Does Student Loan Debt Make People Less Happy and Healthy?

Career College Central Summary:

  • People with student debt report worse health and greater financial stress long after they finish their degree, a new study from Gallup shows.
  • The survey looked at 11,000 students who have graduated college since 1990 and found that people who took out more than $50,000 in loans rate their physical and financial status at least 10 points lower than their debt-free peers.
  • The findings offer a window into the deeply personal impact debt may have on students across the country, who are taking out more and larger loans than ever.
  • Some research suggests that college is nonetheless worth its rising ticket price and that graduating doubles the hourly wages of workers.
  • It’s also true that the vast majority of students are not facing six-figure unpaid education bills.
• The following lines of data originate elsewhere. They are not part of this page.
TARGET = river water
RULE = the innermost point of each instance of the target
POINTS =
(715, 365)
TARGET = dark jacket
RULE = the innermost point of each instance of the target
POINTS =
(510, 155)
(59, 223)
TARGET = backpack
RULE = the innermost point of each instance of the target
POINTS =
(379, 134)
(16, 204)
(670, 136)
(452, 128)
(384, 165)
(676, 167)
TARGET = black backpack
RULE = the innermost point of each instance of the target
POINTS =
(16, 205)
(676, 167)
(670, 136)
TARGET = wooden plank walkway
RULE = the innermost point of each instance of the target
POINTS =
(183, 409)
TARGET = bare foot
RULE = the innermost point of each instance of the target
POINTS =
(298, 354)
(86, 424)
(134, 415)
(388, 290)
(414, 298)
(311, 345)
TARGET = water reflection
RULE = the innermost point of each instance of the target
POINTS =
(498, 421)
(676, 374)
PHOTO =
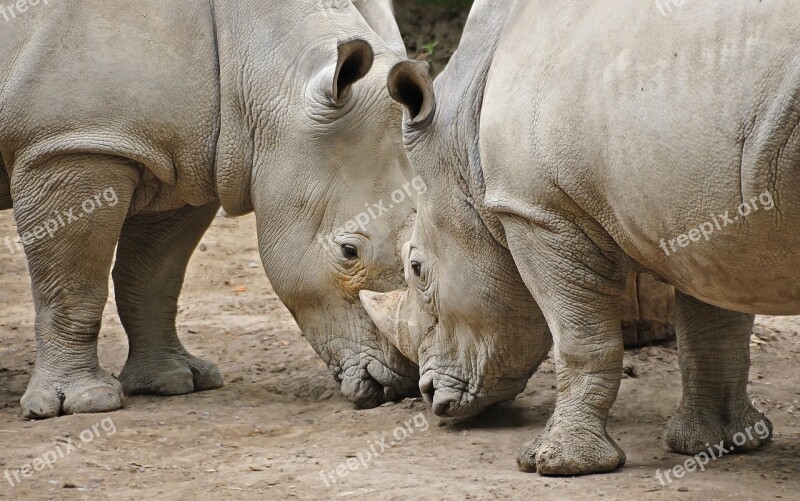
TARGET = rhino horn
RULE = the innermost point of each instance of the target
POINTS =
(386, 312)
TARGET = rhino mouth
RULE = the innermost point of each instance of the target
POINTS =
(371, 386)
(449, 397)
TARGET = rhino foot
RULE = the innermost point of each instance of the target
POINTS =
(570, 449)
(172, 374)
(51, 396)
(692, 432)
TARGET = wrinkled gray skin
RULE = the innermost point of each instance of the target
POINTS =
(623, 127)
(175, 107)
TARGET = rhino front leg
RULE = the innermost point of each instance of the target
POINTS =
(578, 283)
(69, 212)
(152, 256)
(714, 353)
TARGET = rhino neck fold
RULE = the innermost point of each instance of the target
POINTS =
(463, 83)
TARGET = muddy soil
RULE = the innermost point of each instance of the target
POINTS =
(279, 429)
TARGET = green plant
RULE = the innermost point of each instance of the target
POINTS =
(430, 47)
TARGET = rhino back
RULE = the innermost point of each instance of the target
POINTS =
(134, 79)
(652, 124)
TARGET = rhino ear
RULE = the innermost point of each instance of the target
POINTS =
(355, 61)
(411, 85)
(385, 312)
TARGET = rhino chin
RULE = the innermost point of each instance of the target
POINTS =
(363, 391)
(375, 385)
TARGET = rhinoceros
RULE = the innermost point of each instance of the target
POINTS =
(573, 142)
(127, 124)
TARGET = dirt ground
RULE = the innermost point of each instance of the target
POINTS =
(280, 420)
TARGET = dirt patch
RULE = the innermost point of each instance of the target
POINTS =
(279, 429)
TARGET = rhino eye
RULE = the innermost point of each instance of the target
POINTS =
(349, 251)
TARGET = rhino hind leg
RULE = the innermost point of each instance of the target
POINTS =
(5, 188)
(69, 211)
(152, 256)
(580, 294)
(714, 351)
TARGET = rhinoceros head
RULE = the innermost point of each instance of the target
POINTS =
(466, 317)
(324, 169)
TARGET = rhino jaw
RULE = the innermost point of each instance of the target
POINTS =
(385, 310)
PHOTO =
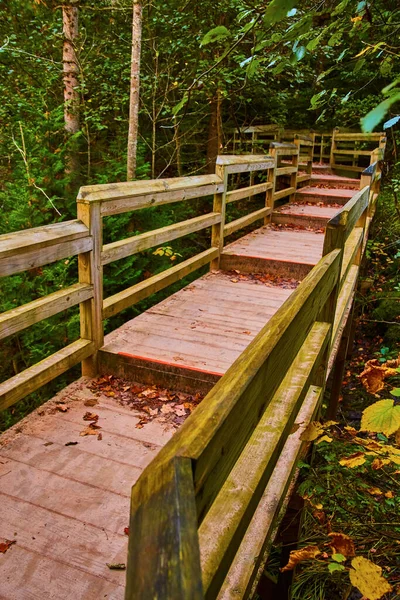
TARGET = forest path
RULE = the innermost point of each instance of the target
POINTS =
(65, 477)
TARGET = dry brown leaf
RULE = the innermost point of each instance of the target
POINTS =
(367, 578)
(4, 546)
(374, 374)
(298, 556)
(312, 431)
(342, 544)
(354, 460)
(378, 463)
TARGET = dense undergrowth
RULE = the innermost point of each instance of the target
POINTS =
(352, 487)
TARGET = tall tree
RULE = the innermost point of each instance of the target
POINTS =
(134, 88)
(71, 76)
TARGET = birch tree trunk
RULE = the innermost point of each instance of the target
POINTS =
(134, 88)
(71, 76)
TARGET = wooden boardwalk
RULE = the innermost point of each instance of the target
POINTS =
(65, 496)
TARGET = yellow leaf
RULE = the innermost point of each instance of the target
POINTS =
(367, 577)
(342, 544)
(325, 438)
(297, 556)
(312, 431)
(381, 417)
(354, 460)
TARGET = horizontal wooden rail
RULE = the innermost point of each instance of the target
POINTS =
(41, 373)
(233, 226)
(114, 304)
(40, 246)
(247, 192)
(24, 316)
(138, 243)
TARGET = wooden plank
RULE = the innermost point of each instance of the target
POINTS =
(114, 304)
(246, 220)
(221, 531)
(284, 193)
(20, 242)
(242, 193)
(253, 550)
(26, 258)
(352, 152)
(285, 171)
(138, 243)
(163, 553)
(38, 375)
(222, 427)
(17, 319)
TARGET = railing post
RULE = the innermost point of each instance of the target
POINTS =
(333, 147)
(219, 205)
(91, 271)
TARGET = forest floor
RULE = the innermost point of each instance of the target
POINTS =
(352, 488)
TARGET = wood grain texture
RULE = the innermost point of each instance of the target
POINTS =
(17, 319)
(163, 553)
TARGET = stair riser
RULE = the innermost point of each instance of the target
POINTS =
(300, 220)
(254, 264)
(147, 371)
(315, 198)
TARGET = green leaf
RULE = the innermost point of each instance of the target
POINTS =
(381, 417)
(377, 114)
(278, 10)
(335, 567)
(338, 557)
(215, 35)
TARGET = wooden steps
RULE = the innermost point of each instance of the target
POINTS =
(189, 340)
(335, 181)
(283, 252)
(325, 195)
(304, 215)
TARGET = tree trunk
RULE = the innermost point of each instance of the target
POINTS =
(134, 89)
(214, 132)
(71, 77)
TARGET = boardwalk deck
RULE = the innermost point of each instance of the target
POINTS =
(65, 497)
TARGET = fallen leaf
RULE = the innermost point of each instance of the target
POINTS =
(342, 544)
(298, 556)
(367, 578)
(354, 460)
(312, 431)
(374, 375)
(91, 402)
(4, 546)
(381, 417)
(90, 417)
(378, 463)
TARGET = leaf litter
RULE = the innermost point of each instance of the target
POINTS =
(151, 402)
  • Eleven percent of Gallup respondents had $50,000 or more in debt, and broader data sets indicate that somewhere between 7 percent and 13 percent (PDF) of the almost 40 million student borrowers across the country have debts in that range.
  • To jump to the conclusion that student loans ruin lives, however, would be an oversimplification.
  • The study warned that it’s not necessarily the high debt that made this group less healthy or happy.
  • Other things that make people take out loans, like their family’s wealth or the type of college they attend, “may be the same factors that influence graduates’ future well-being,” Gallup said.
  • The study also doesn’t account for people who took out loans but left college without a degree, a group that’s about four times as likely to hold student debt today as in 1989, according to a Brookings Institution study.